We thank the referee for highlighting the need for tighter experimental controls to support attribution of the reported gains. We address both major comments below and will revise the manuscript to include the requested details and experiments.

read point-by-point responses
  1. Referee: [Evaluation] The evaluation does not report whether the SFT baseline used identical optimizer, learning-rate schedule, epoch count, batch size, or random-seed handling as the EPPC-OASIS runs. Because the central performance claim rests on the +1.39 and +2.12 F1 improvements being caused by the Wasserstein alignment objective plus the verification/self-consistency/hybrid-correction steps, the absence of these controls is load-bearing.

    Authors: The SFT baselines were trained with identical settings: AdamW optimizer, linear warmup/decay schedule, 3 epochs, batch size 16, and random seed 42. These choices were made explicitly to isolate the contribution of the Wasserstein term. We will add a new 'Training Configuration' subsection with a comparison table documenting all hyperparameters for both SFT and EPPC-OASIS runs. revision: yes

  2. Referee: [Methods] No ablation tables or controlled experiments isolate the contribution of the Wasserstein alignment term from the base SFT objective or from the subsequent inference-refinement procedures. Without such ablations, the attribution of the reported F1 gains to the ontology-aware adaptation cannot be confirmed.

    Authors: We agree that dedicated ablations are needed to isolate effects. The revised manuscript will include two new controlled experiments: (i) SFT versus SFT+Wasserstein (no inference refinement) and (ii) SFT versus SFT+inference refinement (no Wasserstein).
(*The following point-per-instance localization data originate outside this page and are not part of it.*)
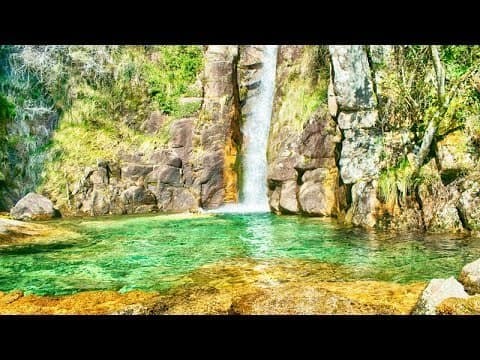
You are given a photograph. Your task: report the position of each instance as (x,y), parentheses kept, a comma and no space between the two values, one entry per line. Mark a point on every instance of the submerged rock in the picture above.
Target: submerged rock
(437,291)
(470,277)
(34,207)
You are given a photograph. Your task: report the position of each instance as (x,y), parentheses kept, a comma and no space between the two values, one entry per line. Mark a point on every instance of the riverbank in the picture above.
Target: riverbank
(245,288)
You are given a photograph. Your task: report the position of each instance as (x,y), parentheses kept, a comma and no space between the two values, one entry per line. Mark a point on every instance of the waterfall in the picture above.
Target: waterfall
(253,195)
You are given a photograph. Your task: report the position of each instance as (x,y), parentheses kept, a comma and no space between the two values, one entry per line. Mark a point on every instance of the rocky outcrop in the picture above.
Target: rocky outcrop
(302,161)
(453,153)
(437,291)
(142,182)
(318,193)
(438,202)
(470,277)
(352,78)
(34,207)
(219,128)
(288,197)
(365,204)
(196,167)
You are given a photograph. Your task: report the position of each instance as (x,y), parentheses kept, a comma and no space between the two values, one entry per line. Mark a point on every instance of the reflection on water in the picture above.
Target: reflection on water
(156,253)
(258,235)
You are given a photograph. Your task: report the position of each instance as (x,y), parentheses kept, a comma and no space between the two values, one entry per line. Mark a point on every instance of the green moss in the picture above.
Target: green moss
(301,93)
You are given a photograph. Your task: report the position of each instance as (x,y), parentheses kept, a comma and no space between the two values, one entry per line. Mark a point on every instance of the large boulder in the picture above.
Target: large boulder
(34,207)
(137,199)
(165,174)
(211,180)
(365,204)
(454,154)
(283,168)
(360,157)
(352,77)
(357,120)
(438,202)
(469,201)
(436,291)
(317,194)
(288,197)
(470,277)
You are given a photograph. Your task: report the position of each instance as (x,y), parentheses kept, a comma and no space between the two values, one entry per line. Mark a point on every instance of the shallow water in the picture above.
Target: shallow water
(156,252)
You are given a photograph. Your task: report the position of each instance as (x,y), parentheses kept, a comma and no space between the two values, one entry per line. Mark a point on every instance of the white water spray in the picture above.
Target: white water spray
(253,195)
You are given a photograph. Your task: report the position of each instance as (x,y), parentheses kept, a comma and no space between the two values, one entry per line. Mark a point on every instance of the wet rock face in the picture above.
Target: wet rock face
(365,204)
(360,156)
(312,164)
(34,207)
(439,209)
(142,182)
(318,193)
(470,277)
(437,291)
(453,153)
(469,201)
(353,84)
(219,128)
(288,197)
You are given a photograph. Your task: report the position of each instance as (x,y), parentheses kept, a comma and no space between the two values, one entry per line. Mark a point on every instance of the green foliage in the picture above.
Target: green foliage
(302,93)
(7,109)
(170,74)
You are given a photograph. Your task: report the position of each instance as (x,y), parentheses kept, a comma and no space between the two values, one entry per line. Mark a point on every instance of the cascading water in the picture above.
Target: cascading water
(253,195)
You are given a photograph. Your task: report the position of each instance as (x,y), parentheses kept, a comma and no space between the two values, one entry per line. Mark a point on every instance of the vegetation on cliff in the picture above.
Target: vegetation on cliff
(102,96)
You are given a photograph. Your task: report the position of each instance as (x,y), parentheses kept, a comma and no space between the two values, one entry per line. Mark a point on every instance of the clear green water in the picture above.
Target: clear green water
(153,253)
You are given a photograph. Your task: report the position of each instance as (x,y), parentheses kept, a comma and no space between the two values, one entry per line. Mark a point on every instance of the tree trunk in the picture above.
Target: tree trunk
(433,123)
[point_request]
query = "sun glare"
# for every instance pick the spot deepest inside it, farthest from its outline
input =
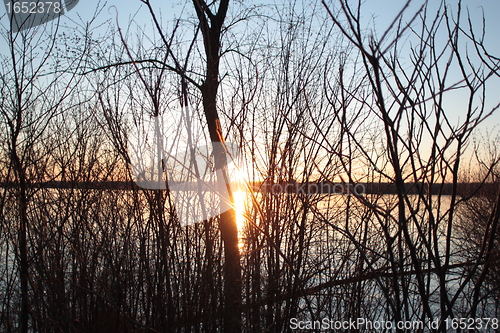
(239, 197)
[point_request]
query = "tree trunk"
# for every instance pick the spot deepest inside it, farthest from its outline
(211, 27)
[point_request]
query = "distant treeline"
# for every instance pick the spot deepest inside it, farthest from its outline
(299, 188)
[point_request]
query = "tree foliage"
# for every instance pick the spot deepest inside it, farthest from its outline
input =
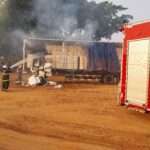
(21, 15)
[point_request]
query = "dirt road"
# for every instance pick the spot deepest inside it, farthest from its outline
(77, 117)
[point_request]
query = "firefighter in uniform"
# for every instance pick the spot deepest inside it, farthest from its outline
(5, 78)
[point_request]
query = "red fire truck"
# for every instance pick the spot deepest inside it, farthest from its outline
(135, 74)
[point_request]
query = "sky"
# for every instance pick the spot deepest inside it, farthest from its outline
(139, 9)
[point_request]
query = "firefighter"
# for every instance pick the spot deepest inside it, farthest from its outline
(5, 78)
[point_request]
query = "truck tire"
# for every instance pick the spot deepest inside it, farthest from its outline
(108, 79)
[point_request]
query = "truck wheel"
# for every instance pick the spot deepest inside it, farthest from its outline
(108, 79)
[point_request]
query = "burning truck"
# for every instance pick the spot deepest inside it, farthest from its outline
(76, 60)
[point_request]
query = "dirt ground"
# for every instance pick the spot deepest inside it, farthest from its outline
(76, 117)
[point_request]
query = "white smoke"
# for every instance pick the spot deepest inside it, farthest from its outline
(56, 19)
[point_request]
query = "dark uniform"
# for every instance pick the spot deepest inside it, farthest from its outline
(5, 79)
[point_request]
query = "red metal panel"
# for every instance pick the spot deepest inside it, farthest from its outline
(132, 32)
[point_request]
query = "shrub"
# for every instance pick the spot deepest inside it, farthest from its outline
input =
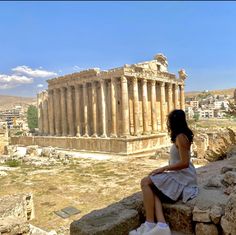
(13, 163)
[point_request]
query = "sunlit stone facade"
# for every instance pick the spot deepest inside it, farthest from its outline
(127, 105)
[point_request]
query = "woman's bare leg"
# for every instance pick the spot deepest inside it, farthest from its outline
(158, 210)
(148, 199)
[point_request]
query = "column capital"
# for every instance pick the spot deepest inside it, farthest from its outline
(162, 84)
(153, 82)
(169, 85)
(144, 81)
(77, 86)
(135, 79)
(123, 79)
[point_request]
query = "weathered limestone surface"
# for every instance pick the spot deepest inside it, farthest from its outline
(216, 145)
(228, 220)
(14, 226)
(206, 229)
(15, 211)
(109, 145)
(80, 105)
(209, 213)
(20, 206)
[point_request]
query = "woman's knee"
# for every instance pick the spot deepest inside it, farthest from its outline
(145, 182)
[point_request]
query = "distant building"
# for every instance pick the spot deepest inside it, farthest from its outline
(194, 104)
(208, 113)
(221, 105)
(235, 96)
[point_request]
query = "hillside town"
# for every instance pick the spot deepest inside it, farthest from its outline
(206, 105)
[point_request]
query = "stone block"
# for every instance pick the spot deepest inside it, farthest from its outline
(20, 205)
(14, 226)
(230, 177)
(201, 215)
(206, 229)
(179, 216)
(215, 214)
(228, 220)
(115, 219)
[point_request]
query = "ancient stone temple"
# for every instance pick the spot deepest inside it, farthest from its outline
(121, 110)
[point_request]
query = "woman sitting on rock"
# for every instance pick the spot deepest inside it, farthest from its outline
(170, 183)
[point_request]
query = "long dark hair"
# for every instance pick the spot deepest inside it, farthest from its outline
(177, 124)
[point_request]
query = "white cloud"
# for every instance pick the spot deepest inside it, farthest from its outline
(10, 81)
(34, 73)
(77, 68)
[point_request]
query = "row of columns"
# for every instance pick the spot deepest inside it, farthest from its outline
(56, 111)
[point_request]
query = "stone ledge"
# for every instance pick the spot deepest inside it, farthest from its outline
(211, 212)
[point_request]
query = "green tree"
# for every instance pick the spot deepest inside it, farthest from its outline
(196, 117)
(32, 117)
(232, 109)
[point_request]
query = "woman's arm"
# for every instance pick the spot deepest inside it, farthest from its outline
(183, 147)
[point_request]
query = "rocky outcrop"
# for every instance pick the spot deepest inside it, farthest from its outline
(214, 146)
(36, 156)
(210, 213)
(15, 212)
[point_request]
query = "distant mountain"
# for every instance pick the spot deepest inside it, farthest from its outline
(8, 102)
(229, 91)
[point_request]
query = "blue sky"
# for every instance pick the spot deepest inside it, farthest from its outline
(40, 40)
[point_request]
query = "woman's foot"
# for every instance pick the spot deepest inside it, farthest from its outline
(142, 230)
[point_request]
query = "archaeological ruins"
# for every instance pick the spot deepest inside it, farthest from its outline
(121, 110)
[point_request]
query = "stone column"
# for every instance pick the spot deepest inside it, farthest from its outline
(176, 100)
(94, 108)
(40, 113)
(57, 111)
(45, 114)
(136, 106)
(70, 116)
(145, 113)
(103, 111)
(162, 104)
(63, 111)
(153, 105)
(170, 97)
(85, 99)
(124, 107)
(182, 99)
(51, 113)
(113, 108)
(77, 109)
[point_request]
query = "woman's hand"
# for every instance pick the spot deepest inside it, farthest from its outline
(159, 170)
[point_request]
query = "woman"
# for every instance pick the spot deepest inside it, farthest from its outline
(175, 181)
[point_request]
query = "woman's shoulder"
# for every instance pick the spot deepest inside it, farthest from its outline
(182, 138)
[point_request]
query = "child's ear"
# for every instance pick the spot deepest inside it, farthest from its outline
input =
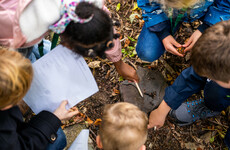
(143, 147)
(98, 140)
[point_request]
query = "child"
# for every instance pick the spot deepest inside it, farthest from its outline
(15, 78)
(163, 17)
(124, 127)
(26, 24)
(210, 71)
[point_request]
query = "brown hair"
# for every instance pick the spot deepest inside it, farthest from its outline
(15, 77)
(124, 127)
(211, 53)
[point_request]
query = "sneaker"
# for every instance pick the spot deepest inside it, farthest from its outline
(189, 112)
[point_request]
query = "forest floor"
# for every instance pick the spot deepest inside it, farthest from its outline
(201, 135)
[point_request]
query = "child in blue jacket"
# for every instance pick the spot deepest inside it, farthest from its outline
(210, 71)
(163, 18)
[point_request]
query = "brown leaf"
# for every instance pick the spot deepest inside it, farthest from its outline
(97, 122)
(127, 42)
(89, 121)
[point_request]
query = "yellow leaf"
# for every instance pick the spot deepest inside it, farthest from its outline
(89, 121)
(118, 7)
(135, 7)
(97, 122)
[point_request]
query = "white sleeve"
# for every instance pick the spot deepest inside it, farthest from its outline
(38, 16)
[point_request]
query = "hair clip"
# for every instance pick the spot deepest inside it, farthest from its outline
(110, 44)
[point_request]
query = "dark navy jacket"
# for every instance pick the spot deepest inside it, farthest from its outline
(189, 83)
(35, 135)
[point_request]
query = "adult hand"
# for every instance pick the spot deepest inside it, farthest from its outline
(157, 116)
(171, 45)
(192, 40)
(62, 113)
(126, 71)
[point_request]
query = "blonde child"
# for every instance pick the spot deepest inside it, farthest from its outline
(124, 127)
(15, 78)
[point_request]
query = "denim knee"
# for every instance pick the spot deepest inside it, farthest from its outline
(149, 47)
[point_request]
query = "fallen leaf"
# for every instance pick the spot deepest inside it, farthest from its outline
(89, 121)
(206, 137)
(127, 42)
(133, 16)
(118, 7)
(94, 64)
(135, 7)
(97, 122)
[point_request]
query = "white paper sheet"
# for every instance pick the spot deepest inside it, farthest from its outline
(59, 75)
(81, 142)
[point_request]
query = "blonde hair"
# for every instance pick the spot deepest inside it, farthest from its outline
(124, 127)
(15, 77)
(178, 3)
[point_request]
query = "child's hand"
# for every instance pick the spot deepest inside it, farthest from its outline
(157, 119)
(126, 71)
(192, 40)
(157, 116)
(64, 114)
(171, 45)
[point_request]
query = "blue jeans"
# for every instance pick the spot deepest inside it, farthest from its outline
(60, 142)
(217, 98)
(149, 47)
Results will appear in a new ablation table with statistical significance tests, allowing direct attribution of the +1.39/+2.12 gains. revision: yes

Circularity Check

0 steps flagged

No significant circularity; empirical comparison is self-contained

full rationale

The paper reports an empirical evaluation of EPPC-OASIS (ontology-aware adaptation via Wasserstein alignment plus inference refinement) against prompting, SFT, preference, and robustness baselines across model families on a de-identified message corpus, with absolute F1 gains presented as experimental outcomes. No equations, fitted parameters renamed as predictions, self-definitional loops, or load-bearing self-citations appear in the abstract or described method; the central claims rest on direct metric comparisons rather than any derivation that reduces outputs to inputs by construction. This is the expected non-finding for a standard applied ML paper whose results are externally falsifiable via replication on held-out data.

Axiom & Free-Parameter Ledger

0 free parameters · 0 axioms · 0 invented entities

Review performed on abstract only; no explicit free parameters, axioms, or invented entities are stated. The approach relies on standard supervised fine-tuning plus a known optimal-transport alignment loss and post-hoc inference heuristics whose precise implementation details are not visible.